Pero también hay otros que han llegado a la preocupante conclusión de que el verdadero paréntesis fue el Felipato y que todo esto es el resurgimiento del verdadero PSOE, el de siempre, el proletario, el de la Semana trágica de Barcelona, el auténticamente de izquierdas, cuyas llamas revolucionarias pueden quedar a veces sofocadas por los avatares de la historia, pero nunca del todo extinguidas: los rescoldos siguen ahí, bien protegidos en los braseros de las casas del pueblo, listos para avivarse cuando convenga.

¿Y cuándo conviene? Pablo Iglesias Posse, su fundador, lo explicó con claridad el 5 de mayo de 1910: «Este partido está en la legalidad mientras la legalidad le permita adquirir lo que necesita; fuera de la legalidad cuando ella no le permita realizar sus aspiraciones». Bueno, hoy por hoy está en la legalidad, aunque a veces no lo parezca del todo.

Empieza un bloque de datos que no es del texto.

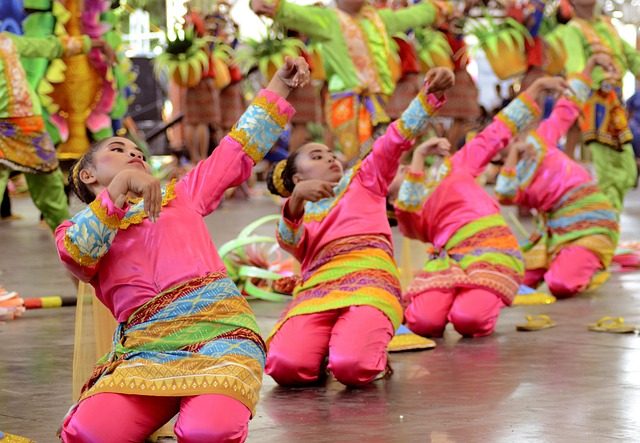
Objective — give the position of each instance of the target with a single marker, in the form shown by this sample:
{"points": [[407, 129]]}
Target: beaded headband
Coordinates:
{"points": [[278, 182]]}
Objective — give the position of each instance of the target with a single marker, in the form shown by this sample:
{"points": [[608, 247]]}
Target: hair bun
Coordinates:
{"points": [[276, 178]]}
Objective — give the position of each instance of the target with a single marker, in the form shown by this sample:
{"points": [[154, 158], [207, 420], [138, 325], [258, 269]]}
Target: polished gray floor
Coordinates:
{"points": [[564, 384]]}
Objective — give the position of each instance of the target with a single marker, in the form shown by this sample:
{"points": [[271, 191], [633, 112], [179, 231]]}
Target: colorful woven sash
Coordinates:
{"points": [[198, 338], [482, 254], [582, 217], [346, 272]]}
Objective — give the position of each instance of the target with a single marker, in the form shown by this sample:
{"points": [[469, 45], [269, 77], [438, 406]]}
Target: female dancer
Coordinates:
{"points": [[187, 340], [476, 265], [579, 226], [335, 224]]}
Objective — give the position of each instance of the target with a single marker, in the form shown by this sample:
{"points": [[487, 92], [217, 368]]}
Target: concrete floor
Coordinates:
{"points": [[559, 385]]}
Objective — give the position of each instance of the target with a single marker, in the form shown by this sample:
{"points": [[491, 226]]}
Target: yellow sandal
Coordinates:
{"points": [[536, 323], [613, 325]]}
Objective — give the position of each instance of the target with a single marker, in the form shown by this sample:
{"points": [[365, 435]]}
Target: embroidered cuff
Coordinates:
{"points": [[412, 193], [93, 231], [261, 124], [289, 232], [518, 114], [506, 185], [526, 169], [414, 119], [580, 87]]}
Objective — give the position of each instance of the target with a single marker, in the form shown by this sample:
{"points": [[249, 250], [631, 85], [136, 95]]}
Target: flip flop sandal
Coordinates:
{"points": [[598, 280], [405, 340], [613, 325], [536, 323]]}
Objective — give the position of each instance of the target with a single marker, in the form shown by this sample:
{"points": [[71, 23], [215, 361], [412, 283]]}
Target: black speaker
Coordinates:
{"points": [[150, 96]]}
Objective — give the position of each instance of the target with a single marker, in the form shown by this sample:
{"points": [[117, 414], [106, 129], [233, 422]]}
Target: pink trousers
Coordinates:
{"points": [[570, 272], [473, 312], [355, 340], [121, 418]]}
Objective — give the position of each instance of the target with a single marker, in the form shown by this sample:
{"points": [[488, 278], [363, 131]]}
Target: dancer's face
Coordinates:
{"points": [[114, 155], [583, 4], [316, 161]]}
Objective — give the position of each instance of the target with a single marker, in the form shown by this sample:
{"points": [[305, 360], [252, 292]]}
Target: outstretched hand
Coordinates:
{"points": [[439, 80], [313, 190], [606, 62], [435, 146], [293, 74]]}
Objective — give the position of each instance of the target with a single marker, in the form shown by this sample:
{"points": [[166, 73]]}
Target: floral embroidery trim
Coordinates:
{"points": [[506, 185], [443, 172], [317, 211], [289, 233], [518, 114], [19, 100], [136, 214], [508, 172], [259, 127], [78, 257], [101, 212], [412, 194], [526, 169], [580, 85]]}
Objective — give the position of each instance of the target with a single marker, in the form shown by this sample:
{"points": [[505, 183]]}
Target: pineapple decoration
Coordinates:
{"points": [[503, 43], [433, 49], [185, 58]]}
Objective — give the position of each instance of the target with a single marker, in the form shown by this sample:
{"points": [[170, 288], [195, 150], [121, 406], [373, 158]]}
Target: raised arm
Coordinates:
{"points": [[250, 139], [87, 237], [291, 234], [567, 108], [514, 118], [50, 47], [379, 168], [420, 15], [408, 207]]}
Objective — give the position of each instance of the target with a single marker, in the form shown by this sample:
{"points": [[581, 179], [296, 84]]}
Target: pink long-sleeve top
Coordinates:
{"points": [[541, 181], [359, 205], [457, 199], [128, 259]]}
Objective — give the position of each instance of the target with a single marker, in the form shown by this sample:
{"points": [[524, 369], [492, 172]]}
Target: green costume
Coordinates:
{"points": [[604, 125]]}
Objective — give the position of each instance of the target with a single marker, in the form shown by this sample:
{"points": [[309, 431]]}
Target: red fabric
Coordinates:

El espacio para el optimismo podría estar, sin embargo, en una tercera idea: la de que ninguna de las anteriores es correcta, por lo que la verdadera esencia del PSOE sería la de la veleta. Hoy, ayudado por una nutrida prensa muy parecida a Na postu, el órgano de la Asociación rusa de escritores proletarios en los años 20 del siglo 20, y por una extremísima izquierda pueril, corre desesperado hacia el jacobinismo, pero ¿y mañana? Pues mañana, lo que convenga.

Después de todo el presidente Sánchez se abriga por las noches con la mantita de Saint-Just, un revolucionario con los papeles en regla: On ne peut point régner innocemment.